Here is a very helpful article on self-examination. In our church, we celebrate the Lord’s Table weekly and are often faced with the issue self-examination as the Lord requires in 1 Corinthians 11. Self-examination is good, but it can go awry as Jared Mellinger says in his article, “Self Examination Speaks a Thousand Lies.” I’m not particularly fond of the title of Mellinger’s article because the Lord Himself commanded us to enter into self-examination, but he makes some helpful points to keep us from a wrong kind of self-examination,
He quotes Charles Spurgeon:
“Any practice that detracts from faith is an evil practice, but especially that kind of self-examination which would take us away from the cross-foot proceeds in a wrong direction.”
He quotes Thomas Chalmers on the matter saying that he
"... once compared self-examination to a dark room full of objects. We can’t see what is there because the room is pitch black. This darkness is the reason looking at ourselves is often so unfruitful.
How do we brighten the room? Not by straining our eyes or taking more time and effort to examine the darkness. We will never see ourselves clearly simply by focusing more intently on ourselves.
Instead, Chalmers says we must to go to the window and open the curtains. Let the light of Christ break into the darkness of your soul.
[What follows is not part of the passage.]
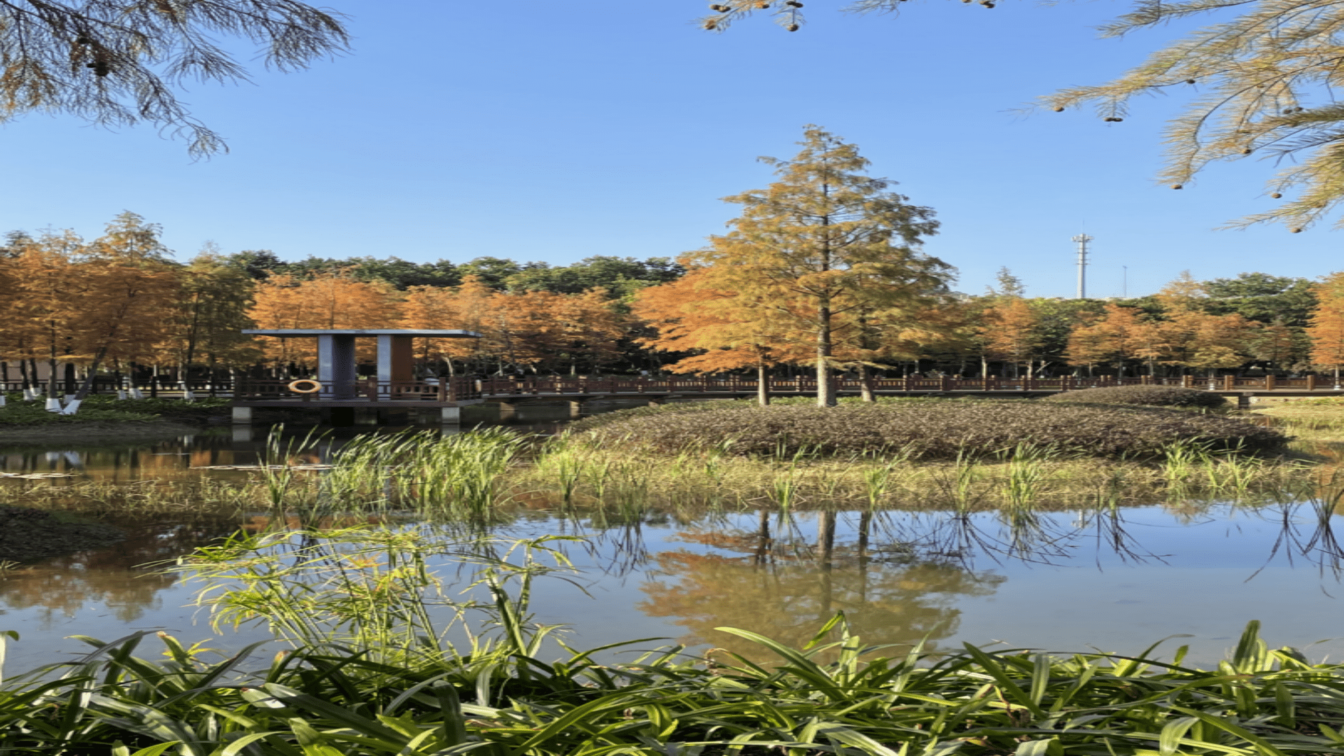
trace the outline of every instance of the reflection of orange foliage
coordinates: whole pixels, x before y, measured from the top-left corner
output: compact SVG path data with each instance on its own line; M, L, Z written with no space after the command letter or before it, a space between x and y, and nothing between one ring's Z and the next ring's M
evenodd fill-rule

The sunlight in Chalmers’s image is the truth of God’s word: “If we derive no good from the work of self-examination, because we find that all is confusion and mistiness within,” he says, “then let us go forth upon the truths which are without, and these will pour a flood of light into all the mazes and intricacies of the soul, and, at length, render that work easy, which before was impracticable.”